L'Argentina indennizzerà la Repsol. 5 miliardi per YPF
2001
Il consiglio di amministrazione del gruppo petrolifero spagnolo Repsol ha deciso di approvare la proposta di accordo del governo argentino che prevede il pagamento di 5 miliardi di dollari da parte di Buenos Aires come compensazione per la nazionalizzare, nel 2012, del 51% della Yacimientos Petroliferos Fiscales, YPF, controllata dalla Repsol. L'accordo dovrà ora essere ratificato dall'assemblea generale della Repsol e dal Congresso argentino, che dovrà autorizzare l'emissione di titoli di stato che coprano il valore nominale dell'indennizzo.
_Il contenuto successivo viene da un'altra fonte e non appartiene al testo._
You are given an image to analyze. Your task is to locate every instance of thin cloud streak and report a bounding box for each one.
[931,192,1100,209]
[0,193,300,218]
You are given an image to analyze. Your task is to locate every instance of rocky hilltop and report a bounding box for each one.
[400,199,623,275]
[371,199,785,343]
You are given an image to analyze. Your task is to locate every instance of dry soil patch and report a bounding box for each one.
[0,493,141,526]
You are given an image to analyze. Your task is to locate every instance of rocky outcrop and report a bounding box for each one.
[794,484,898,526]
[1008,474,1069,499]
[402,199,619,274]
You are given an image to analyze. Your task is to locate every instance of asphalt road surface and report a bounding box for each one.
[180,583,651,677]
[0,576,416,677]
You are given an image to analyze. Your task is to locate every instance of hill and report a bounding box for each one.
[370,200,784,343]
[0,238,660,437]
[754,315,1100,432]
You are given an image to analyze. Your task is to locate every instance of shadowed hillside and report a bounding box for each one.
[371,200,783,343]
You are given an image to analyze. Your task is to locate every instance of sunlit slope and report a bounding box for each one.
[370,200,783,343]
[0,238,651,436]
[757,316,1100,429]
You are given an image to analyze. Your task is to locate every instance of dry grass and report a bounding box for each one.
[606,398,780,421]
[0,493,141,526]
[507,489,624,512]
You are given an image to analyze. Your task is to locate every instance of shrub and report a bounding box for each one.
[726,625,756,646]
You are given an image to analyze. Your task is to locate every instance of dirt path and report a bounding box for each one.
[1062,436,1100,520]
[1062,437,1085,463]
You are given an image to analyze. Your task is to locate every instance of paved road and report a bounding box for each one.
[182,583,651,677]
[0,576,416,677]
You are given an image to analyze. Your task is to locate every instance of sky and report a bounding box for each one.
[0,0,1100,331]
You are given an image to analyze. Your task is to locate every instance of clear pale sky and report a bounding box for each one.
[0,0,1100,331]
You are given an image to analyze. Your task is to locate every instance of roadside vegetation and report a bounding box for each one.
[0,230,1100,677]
Si chiude così un lungo conflitto dopo un periodo di quasi due anni, da quando il governo argentino ha deciso di nazionalizzare YPF a fine aprile 2012. Inizialmente la Repsol aveva chiesto un indennizzo da 10,5 miliardi di dollari.
Come parte del'intesa, le parti si impegnano a ritirare le reciproche azioni giudiziare intraprese nelle sedi internazionali .
Con una mossa a sorpresa, Fernández de Kirchner ha annunciato nel 2012 l'esproprio della YPF, dopo aver accusato la società spagnola di non riuscire a soddisfare i termini dei loro accordi. L'acquisizione è stata subito approvata dal Congresso argentino.
Repsol ha accusato il governo di aver decido di nazionalizzare dopo l'annuncio da parte della società spagnola di una grande scoperta di shale gas nel giacimento di petrolio Vaca Muerta.